Amateur de vin depuis près de 30 ans et internaute intervenant sur un forum de dégustateurs depuis plusieurs années, j’ai crée ce blog pour regrouper et rendre plus accessibles mes modestes contributions consacrées à la chose vinique.

 

Mes articles parlent presque toujours de rencontres que j’ai eu l’occasion de faire grâce au vin :

rencontres avec de belles bouteilles pour le plaisir des sens et la magie de l’instant,

rencontres avec des amis partageant la même passion pour la richesse des échanges et les moments de convivialité inoubliables,

rencontres avec des vignerons et avec leur vignoble pour des moments tout simplement magiques sur les routes du vin ou au fond des caves.

 

J’essaie de me perfectionner dans l’art compliqué de la dégustation dans le seul but de mieux comprendre et mieux pouvoir apprécier tous les vins.

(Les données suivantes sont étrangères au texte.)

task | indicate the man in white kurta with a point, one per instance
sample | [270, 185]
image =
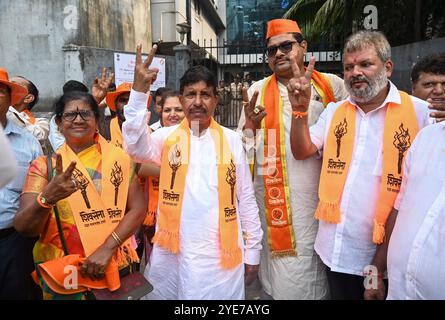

Mes avis et mes appréciations sont totalement subjectifs : une dégustation purement organoleptique ne me procure qu’un plaisir incomplet.

Quand j’ouvre une bouteille de vin, j’aime pouvoir y associer le visage du vigneron qui l’a fait naître, j’aime connaître les secrets de son terroir, j’aime avoir plein d’images et de souvenirs associés à ce liquide blanc ou rouge qui brille dans mon verre.

 

Merci à tous ceux qui viennent me rendre visite.